Apple notes that the system is believed to achieve efficiencies based on the equipment and processes performed in creating a sapphire member for use in electronic devices. In particular, the laser cutting of the sapphire is anticipated to save costs in the long run as it will not experience wear in the same way a mechanical cutter would. Additionally, the speed at which the laser cutter may operate may provide for increased production. Moreover, the processes and systems described herein may scale well and may be configurable to achieve further efficiencies.

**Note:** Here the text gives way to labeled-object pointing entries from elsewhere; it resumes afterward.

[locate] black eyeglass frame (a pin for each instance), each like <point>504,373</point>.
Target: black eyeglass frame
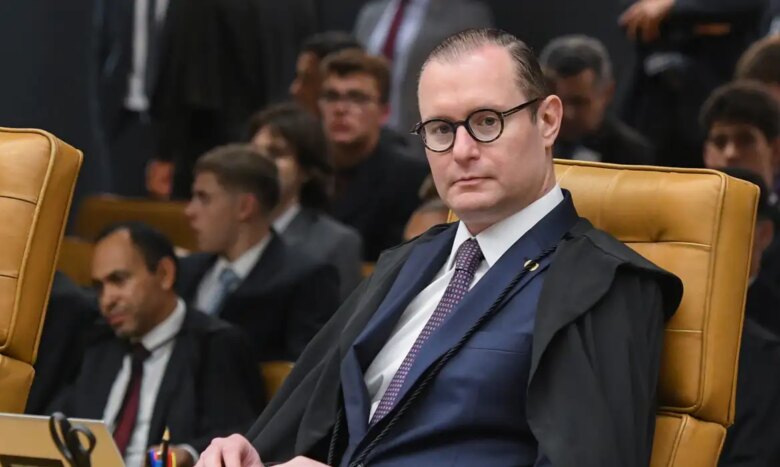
<point>417,130</point>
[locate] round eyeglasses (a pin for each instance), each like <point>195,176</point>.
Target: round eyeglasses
<point>484,125</point>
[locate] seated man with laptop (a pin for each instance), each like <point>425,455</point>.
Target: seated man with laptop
<point>156,363</point>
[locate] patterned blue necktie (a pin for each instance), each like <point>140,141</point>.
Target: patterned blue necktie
<point>467,259</point>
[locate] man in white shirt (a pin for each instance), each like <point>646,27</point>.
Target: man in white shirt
<point>158,364</point>
<point>519,336</point>
<point>278,295</point>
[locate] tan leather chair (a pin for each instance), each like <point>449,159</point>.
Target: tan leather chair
<point>274,373</point>
<point>37,176</point>
<point>98,212</point>
<point>75,260</point>
<point>697,224</point>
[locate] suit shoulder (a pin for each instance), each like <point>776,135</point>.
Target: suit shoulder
<point>201,323</point>
<point>336,228</point>
<point>623,258</point>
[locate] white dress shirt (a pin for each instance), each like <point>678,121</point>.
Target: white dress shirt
<point>494,242</point>
<point>412,21</point>
<point>159,342</point>
<point>282,222</point>
<point>242,266</point>
<point>136,99</point>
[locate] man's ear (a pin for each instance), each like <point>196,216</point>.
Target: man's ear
<point>166,273</point>
<point>549,117</point>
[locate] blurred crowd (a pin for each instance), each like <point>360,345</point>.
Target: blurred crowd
<point>295,155</point>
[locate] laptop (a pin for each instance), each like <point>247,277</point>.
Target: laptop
<point>25,441</point>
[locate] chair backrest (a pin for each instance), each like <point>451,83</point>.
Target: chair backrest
<point>37,177</point>
<point>697,224</point>
<point>98,212</point>
<point>75,260</point>
<point>274,373</point>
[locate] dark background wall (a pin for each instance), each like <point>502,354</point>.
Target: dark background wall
<point>45,50</point>
<point>44,45</point>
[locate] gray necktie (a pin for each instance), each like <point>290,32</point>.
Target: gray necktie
<point>467,260</point>
<point>228,281</point>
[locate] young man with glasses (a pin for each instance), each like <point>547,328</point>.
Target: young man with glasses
<point>377,179</point>
<point>519,336</point>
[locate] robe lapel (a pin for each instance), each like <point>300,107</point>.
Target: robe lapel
<point>545,234</point>
<point>417,272</point>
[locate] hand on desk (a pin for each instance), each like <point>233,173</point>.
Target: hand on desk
<point>237,451</point>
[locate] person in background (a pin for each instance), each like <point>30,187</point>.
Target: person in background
<point>474,344</point>
<point>295,140</point>
<point>752,439</point>
<point>306,86</point>
<point>70,314</point>
<point>245,273</point>
<point>376,179</point>
<point>154,362</point>
<point>405,32</point>
<point>742,124</point>
<point>685,49</point>
<point>761,62</point>
<point>580,73</point>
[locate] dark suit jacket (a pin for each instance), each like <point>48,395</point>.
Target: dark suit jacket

In particular, for example, one or more rougheners may feed a single laser cutter or a single roughener may feed multiple laser cutters.
Apple credits Anthony Richter, Dale Memering and Vincent Yan as the inventors of patent application 20140076299 which was originally filed in Q3 2012.
Second Invention: Heat Exchangers in Sapphire Processing
A second sapphire processing related patent surfaced today under patent application number 20140080081 noting inventors Christopher Prest and Dale Memering.
Apple's patent abstract states that their invention is about "Systems and methods for efficient heating during production of corundum. One embodiment takes the form of a system for processing corundum including a first furnace and a second furnace. The first and second furnaces are sequentially arranged and heat from the first furnace is subsequently used to heat the second furnace."
Apple's patent FIG. 1 noted below illustrates a Kyropoulos process for sapphire growth; FIG. 3 illustrates a VHGF process for sapphire growth; and patent FIG. 4B illustrates an alternative system for recycling heat in sapphire processing by passing heat directly between two furnaces after heating phases for the furnaces wherein a single growth furnace supplies heat to two annealing furnaces.